Being on call is a critical part of the job for many operations and engineering teams to keep their services reliable and available. It is one of the essential duties to help meet various SLAs. This article describes the most important tenets of on-call activities and provides industry examples of scheduling and performing these activities for a global team of site reliability engineers (SREs).
Summary of key concepts
Someone who is on call is available during a set period of time and ready to quickly respond to production incidents to avoid a breach of SLAs that might critically impact the business. Typically, an SRE team spends at least 25% of its time performing on-call activities; for example, one week per month might be spent on call.
Traditionally, SREs are engineering teams that treat on-call activity as more than just an engineering problem. Keeping up with technical changes, managing work, scheduling, and balancing workloads are some of the biggest challenges. Site reliability engineering is also a culture that any organization needs to inculcate.
The following are the key elements that need to be considered for successful on-call management within SRE teams.
SRE teams are traditionally created to support complex distributed software systems. These systems may be deployed in multiple data centers around the world.
Using a “follow-the-sun” approach
Usually, SRE teams are located in various geographic locations to take advantage of the varied time zones. The SRE team could be set up as shown in the org chart below, with a global SRE director to whom regional SRE managers report. SREs then report to their respective managers; these are the engineers who perform most of the on-call responsibilities.
As long as the team is large enough, on-call shifts can be designed via the “follow-the-sun” model. For example, suppose the company’s headquarters are in Chicago, which uses US Central Time (CT). With a distributed team, the SRE team in the US could be on call from 10 am CST to 4 pm CST. By that time, the working day in Australia has started, so the Sydney team then goes on call from 8 am Sydney time to 2 pm Sydney time (4 pm to 10 pm CST).
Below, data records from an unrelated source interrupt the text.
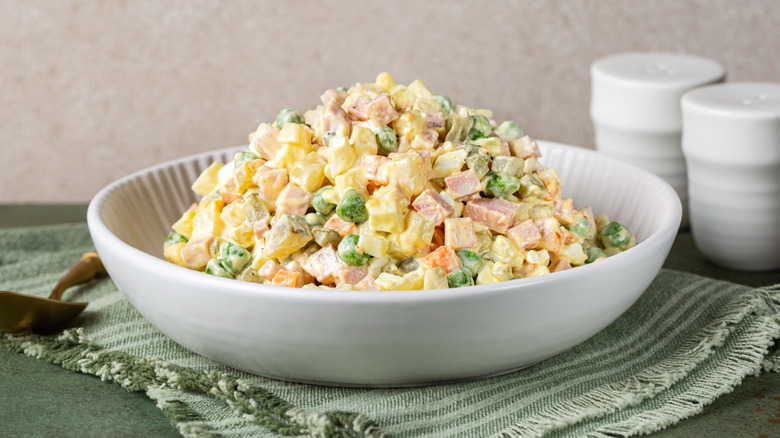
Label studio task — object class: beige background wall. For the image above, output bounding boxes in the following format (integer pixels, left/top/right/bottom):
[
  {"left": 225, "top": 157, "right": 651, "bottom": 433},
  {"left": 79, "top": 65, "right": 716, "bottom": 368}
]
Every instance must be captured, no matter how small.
[{"left": 0, "top": 0, "right": 780, "bottom": 202}]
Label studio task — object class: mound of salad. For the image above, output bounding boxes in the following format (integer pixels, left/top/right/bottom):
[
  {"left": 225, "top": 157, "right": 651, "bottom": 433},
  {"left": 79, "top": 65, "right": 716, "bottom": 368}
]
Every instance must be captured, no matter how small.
[{"left": 164, "top": 73, "right": 636, "bottom": 290}]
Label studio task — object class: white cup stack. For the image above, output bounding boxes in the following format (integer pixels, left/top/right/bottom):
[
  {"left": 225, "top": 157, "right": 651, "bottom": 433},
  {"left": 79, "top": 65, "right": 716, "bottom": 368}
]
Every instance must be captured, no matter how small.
[
  {"left": 590, "top": 52, "right": 726, "bottom": 228},
  {"left": 682, "top": 82, "right": 780, "bottom": 271}
]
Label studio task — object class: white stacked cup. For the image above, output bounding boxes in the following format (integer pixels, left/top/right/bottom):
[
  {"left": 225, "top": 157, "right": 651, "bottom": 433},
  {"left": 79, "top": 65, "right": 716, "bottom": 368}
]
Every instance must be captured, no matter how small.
[
  {"left": 682, "top": 82, "right": 780, "bottom": 271},
  {"left": 590, "top": 52, "right": 726, "bottom": 228}
]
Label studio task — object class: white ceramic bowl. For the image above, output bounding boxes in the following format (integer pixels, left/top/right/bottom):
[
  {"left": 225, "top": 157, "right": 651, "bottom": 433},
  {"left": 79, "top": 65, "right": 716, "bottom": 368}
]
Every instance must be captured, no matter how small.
[{"left": 87, "top": 142, "right": 682, "bottom": 386}]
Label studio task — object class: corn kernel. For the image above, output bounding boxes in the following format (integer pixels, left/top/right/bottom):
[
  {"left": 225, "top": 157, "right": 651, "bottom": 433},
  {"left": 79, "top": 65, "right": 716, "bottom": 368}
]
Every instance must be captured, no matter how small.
[{"left": 290, "top": 152, "right": 326, "bottom": 192}]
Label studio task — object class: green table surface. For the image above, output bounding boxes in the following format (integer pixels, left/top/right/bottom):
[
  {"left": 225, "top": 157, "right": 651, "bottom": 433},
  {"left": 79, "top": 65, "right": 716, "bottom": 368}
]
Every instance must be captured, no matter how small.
[{"left": 0, "top": 204, "right": 780, "bottom": 438}]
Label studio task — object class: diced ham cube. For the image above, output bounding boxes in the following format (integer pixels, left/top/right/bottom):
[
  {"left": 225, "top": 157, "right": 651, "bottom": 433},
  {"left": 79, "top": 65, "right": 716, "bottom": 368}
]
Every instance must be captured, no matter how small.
[
  {"left": 181, "top": 237, "right": 214, "bottom": 270},
  {"left": 360, "top": 155, "right": 391, "bottom": 186},
  {"left": 412, "top": 189, "right": 455, "bottom": 226},
  {"left": 421, "top": 245, "right": 461, "bottom": 274},
  {"left": 320, "top": 88, "right": 347, "bottom": 106},
  {"left": 463, "top": 198, "right": 520, "bottom": 234},
  {"left": 366, "top": 94, "right": 398, "bottom": 126},
  {"left": 336, "top": 266, "right": 368, "bottom": 284},
  {"left": 271, "top": 269, "right": 302, "bottom": 287},
  {"left": 553, "top": 198, "right": 574, "bottom": 225},
  {"left": 506, "top": 219, "right": 542, "bottom": 251},
  {"left": 347, "top": 96, "right": 370, "bottom": 120},
  {"left": 276, "top": 183, "right": 314, "bottom": 216},
  {"left": 548, "top": 258, "right": 571, "bottom": 272},
  {"left": 303, "top": 245, "right": 343, "bottom": 284},
  {"left": 533, "top": 217, "right": 563, "bottom": 254},
  {"left": 355, "top": 274, "right": 379, "bottom": 290},
  {"left": 323, "top": 214, "right": 357, "bottom": 237},
  {"left": 444, "top": 218, "right": 479, "bottom": 249},
  {"left": 444, "top": 169, "right": 482, "bottom": 199},
  {"left": 559, "top": 227, "right": 580, "bottom": 245}
]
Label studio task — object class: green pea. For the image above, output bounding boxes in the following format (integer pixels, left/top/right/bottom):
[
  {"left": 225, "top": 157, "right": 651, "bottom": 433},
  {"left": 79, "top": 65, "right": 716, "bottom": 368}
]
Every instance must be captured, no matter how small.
[
  {"left": 163, "top": 231, "right": 189, "bottom": 248},
  {"left": 337, "top": 234, "right": 371, "bottom": 266},
  {"left": 447, "top": 268, "right": 474, "bottom": 288},
  {"left": 565, "top": 217, "right": 590, "bottom": 239},
  {"left": 433, "top": 95, "right": 452, "bottom": 115},
  {"left": 233, "top": 151, "right": 260, "bottom": 166},
  {"left": 206, "top": 258, "right": 236, "bottom": 278},
  {"left": 376, "top": 126, "right": 398, "bottom": 155},
  {"left": 311, "top": 226, "right": 341, "bottom": 247},
  {"left": 336, "top": 189, "right": 368, "bottom": 224},
  {"left": 585, "top": 246, "right": 607, "bottom": 263},
  {"left": 466, "top": 114, "right": 493, "bottom": 140},
  {"left": 303, "top": 212, "right": 327, "bottom": 227},
  {"left": 276, "top": 108, "right": 305, "bottom": 129},
  {"left": 496, "top": 120, "right": 524, "bottom": 138},
  {"left": 220, "top": 242, "right": 252, "bottom": 274},
  {"left": 599, "top": 222, "right": 631, "bottom": 249},
  {"left": 466, "top": 150, "right": 490, "bottom": 178},
  {"left": 311, "top": 186, "right": 336, "bottom": 216},
  {"left": 455, "top": 249, "right": 484, "bottom": 277},
  {"left": 485, "top": 172, "right": 520, "bottom": 198}
]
The Singapore team would then be the third in the rotation, picking up on-call duty from 11 am Singapore time to 5 pm Singapore time (10 pm to 4 am CST). Finally, the last shift in the on-call cycle goes to the London team, which picks up the on-call responsibilities from the Singapore team starting at 9 am London time and continuing to 3 pm London time (4 am to 10 am CST), handing the shift back to the US team at 10 am CST.
The on-call rotation described above is summarized in the following table.
At the end of each shift, a “handover” process is necessary, in which information about on-call and other important issues is communicated to the team taking over on-call duties. This cycle is repeated for five consecutive working days. For the weekend, assuming less traffic than on the weekdays, SRE on-call staff could be reduced to one person per shift. This individual should be compensated with an additional day off in the following week or, if they prefer, monetary compensation.
While the above is true for most SRE teams, some organizations are structured as having a disproportionately large centralized office augmented with very small satellite teams. In that scenario, if the responsibilities are split across different regions, the small satellite teams may feel overworked and marginalized and eventually become demoralized, leading to high turnover. Having full ownership of responsibility at a single location is then considered worth the cost of having to handle on-call issues outside of normal working hours.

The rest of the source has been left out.